Sulyandziga's home region is the Bikin River valley, located in close proximity to the Sikhote-Alin Nature Reserve, which was designated UNESCO World Heritage in 2001. The Bikin valley is covered with dense forest and constitutes an important habitat for the Amur tiger.[3] During the late 1980s, Pavel Sulyandziga lived in the village of Krasny Yar, Primorsky Krai, where he was successful in mobilizing the population against the administration's plans to grant timber harvesting licenses to a Soviet-Korean joint venture led by Hyundai. Since then, he has remained one of the most outspoken indigenous rights activists in the Russian Federation.[4]
Since 1999 he has been co-editor of the magazine "The World of Indigenous Peoples - Living Arctic" (Russian: Мир коренных народов — Живая Арктика).

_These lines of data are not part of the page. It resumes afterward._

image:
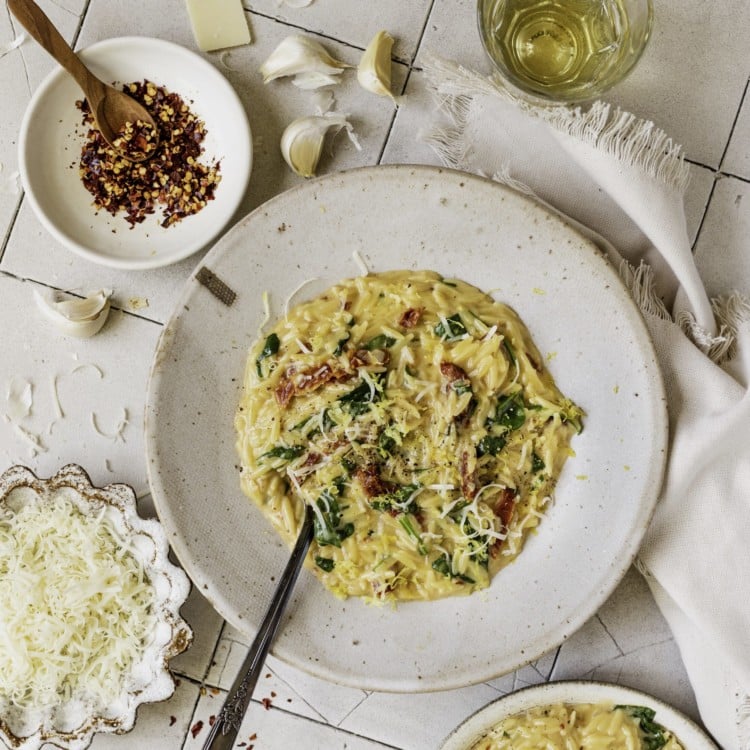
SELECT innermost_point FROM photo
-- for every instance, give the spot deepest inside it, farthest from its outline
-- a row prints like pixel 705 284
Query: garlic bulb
pixel 305 59
pixel 81 318
pixel 302 141
pixel 374 71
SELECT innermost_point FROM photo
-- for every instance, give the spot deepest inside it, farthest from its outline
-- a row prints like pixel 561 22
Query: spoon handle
pixel 224 731
pixel 35 21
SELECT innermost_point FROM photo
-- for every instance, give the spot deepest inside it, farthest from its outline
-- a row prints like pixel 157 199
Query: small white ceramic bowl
pixel 52 136
pixel 689 734
pixel 72 722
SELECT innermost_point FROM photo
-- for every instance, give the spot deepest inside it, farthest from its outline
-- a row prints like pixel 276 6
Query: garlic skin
pixel 374 70
pixel 80 318
pixel 306 59
pixel 302 141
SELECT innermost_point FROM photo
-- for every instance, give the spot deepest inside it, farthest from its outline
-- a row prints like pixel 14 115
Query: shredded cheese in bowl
pixel 88 609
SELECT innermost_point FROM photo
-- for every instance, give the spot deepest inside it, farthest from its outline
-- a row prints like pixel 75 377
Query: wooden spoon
pixel 123 122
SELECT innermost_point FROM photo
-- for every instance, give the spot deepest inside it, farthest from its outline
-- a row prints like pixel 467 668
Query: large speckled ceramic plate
pixel 689 734
pixel 583 321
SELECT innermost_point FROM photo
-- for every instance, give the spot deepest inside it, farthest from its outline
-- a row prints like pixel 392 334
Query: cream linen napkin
pixel 624 180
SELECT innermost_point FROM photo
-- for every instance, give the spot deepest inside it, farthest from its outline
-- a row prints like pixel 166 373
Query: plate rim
pixel 57 74
pixel 573 691
pixel 566 629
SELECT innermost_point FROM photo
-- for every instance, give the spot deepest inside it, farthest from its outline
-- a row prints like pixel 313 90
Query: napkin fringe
pixel 632 141
pixel 731 311
pixel 743 723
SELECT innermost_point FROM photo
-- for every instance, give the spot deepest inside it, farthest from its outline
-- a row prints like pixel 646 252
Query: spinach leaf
pixel 408 526
pixel 509 413
pixel 379 342
pixel 358 400
pixel 270 348
pixel 386 444
pixel 325 563
pixel 341 344
pixel 442 565
pixel 285 452
pixel 654 734
pixel 490 445
pixel 326 528
pixel 395 500
pixel 461 386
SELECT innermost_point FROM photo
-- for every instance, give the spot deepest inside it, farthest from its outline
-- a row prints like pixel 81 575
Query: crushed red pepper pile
pixel 172 180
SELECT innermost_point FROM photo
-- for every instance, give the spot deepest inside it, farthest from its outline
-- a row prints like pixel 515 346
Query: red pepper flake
pixel 173 181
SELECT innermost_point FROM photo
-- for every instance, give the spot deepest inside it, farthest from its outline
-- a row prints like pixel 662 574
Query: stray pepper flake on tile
pixel 173 180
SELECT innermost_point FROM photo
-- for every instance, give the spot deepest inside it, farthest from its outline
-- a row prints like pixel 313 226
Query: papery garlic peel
pixel 305 58
pixel 80 318
pixel 302 141
pixel 374 70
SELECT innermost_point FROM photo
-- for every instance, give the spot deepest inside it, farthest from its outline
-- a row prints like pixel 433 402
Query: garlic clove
pixel 302 141
pixel 81 318
pixel 374 70
pixel 302 55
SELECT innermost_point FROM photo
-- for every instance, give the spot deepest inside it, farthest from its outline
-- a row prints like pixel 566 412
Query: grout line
pixel 409 71
pixel 114 308
pixel 735 176
pixel 734 125
pixel 427 17
pixel 11 225
pixel 273 707
pixel 698 232
pixel 82 20
pixel 304 29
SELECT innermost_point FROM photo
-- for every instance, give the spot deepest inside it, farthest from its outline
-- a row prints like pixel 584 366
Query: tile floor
pixel 692 81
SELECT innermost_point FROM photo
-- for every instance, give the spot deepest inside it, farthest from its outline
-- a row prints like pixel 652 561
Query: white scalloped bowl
pixel 72 723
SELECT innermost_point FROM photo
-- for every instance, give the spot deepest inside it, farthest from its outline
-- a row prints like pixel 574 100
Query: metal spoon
pixel 224 731
pixel 113 111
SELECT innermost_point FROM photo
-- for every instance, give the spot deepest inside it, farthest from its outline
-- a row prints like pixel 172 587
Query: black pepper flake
pixel 173 180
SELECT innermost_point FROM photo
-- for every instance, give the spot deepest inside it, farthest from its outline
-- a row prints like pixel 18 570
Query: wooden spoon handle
pixel 34 20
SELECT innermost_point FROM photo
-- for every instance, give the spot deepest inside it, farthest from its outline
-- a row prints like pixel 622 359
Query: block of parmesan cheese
pixel 218 24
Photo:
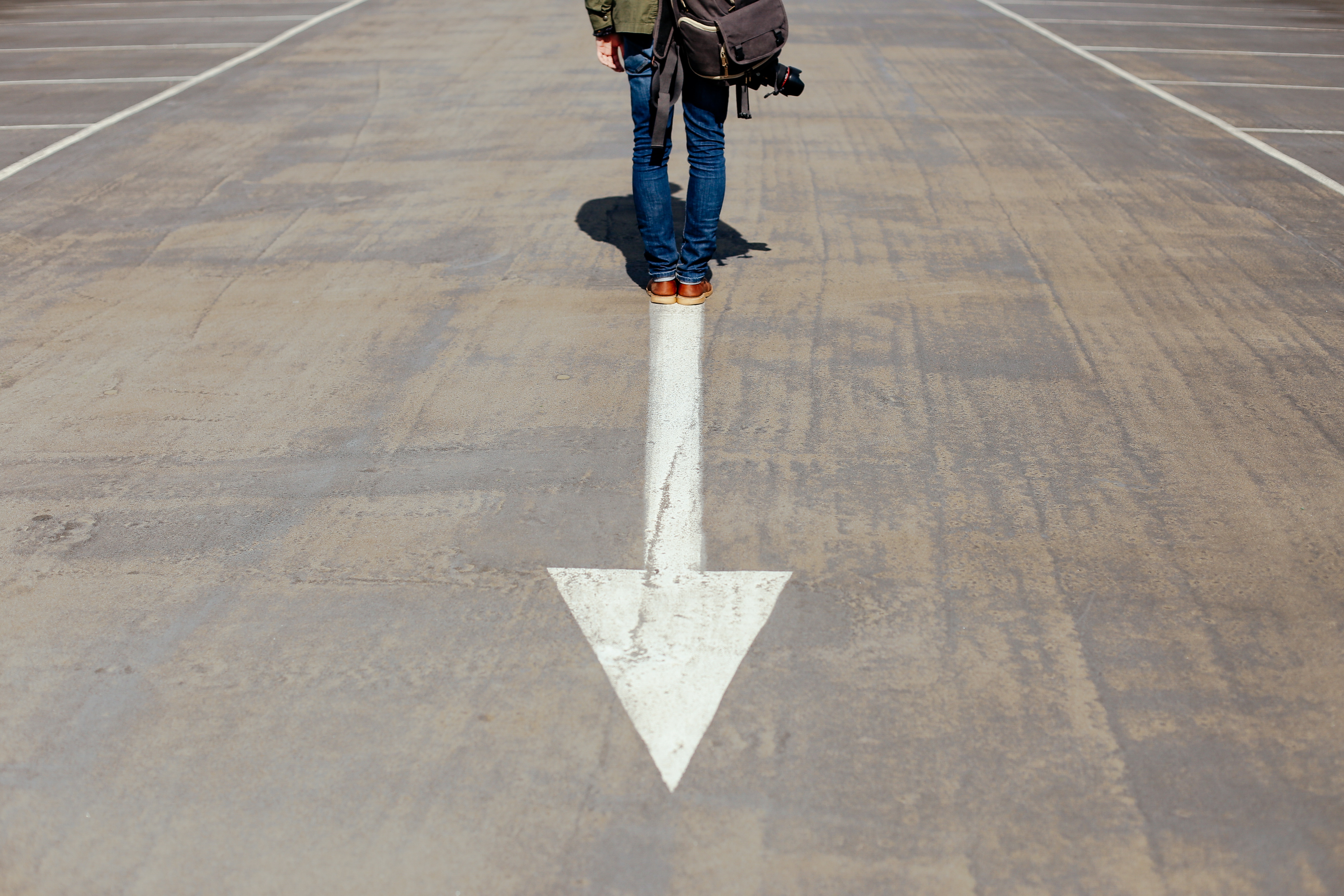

In 2011, he was elected a member of the UN working group on human rights, transnational corporations and other types of business from the Eastern Europe region for three years.[5]
In August 2012, with the participation of Sulyandziga and with the assistance of the Russian authorities, the evacuation of the seriously ill and isolated from the public world chess champion Boris Spassky from Paris to Moscow was planned and carried out.[6]
In 2014, he was not released from Russia for the UN conference in the United States on indigenous peoples (according to Sulyandziga, a border guard tore a page from his passport and then declared that it was invalid).[7][8]
In 2016, he was nominated by the Yabloko party as a candidate for the State Duma on the regional list from Primorsky Krai, as well as in a single-mandate constituency.[9][10]
In 2017, he asked for political asylum in the United States.[11] He lives in the state of Maine, continuing to head the International Fund for the Development and Solidarity of Indigenous Peoples “Batani.”[12] In 2022, he took part in the Free Nations of Russia Forum held in Warsaw, where he proposed the creation of a Congress of Indigenous Peoples of Russia abroad.[13]
In recent years, Sulyandziga has collaborated extensively with various universities. In 2017–2018, he was a visiting scholar at Dartmouth College (New Hampshire), and in 2019–2021 he was appointed a research fellow at Bowdoin College (Maine).
In 2022, he was elected to the board of directors of IRMA (Initiative for Responsible Mining Assurance), an organization that brings together representatives of business, human rights advocates, environmentalists, labor unions, and Indigenous peoples to develop standards protecting human rights in the mining sector.[15]
Since 2022, he has served as chair of the SIRGE Coalition, an Indigenous-led organization focused on protecting Indigenous rights from business activities connected with the “green economy.”[16]
In 2022, he was among the initiators of the creation of the International Committee of Indigenous Peoples of Russia, established to speak on behalf of Indigenous peoples against the war launched by Russia against Ukraine.[17]
On 21 July 2023, he was designated by the Russian Ministry of Justice as a “foreign agent.”[18]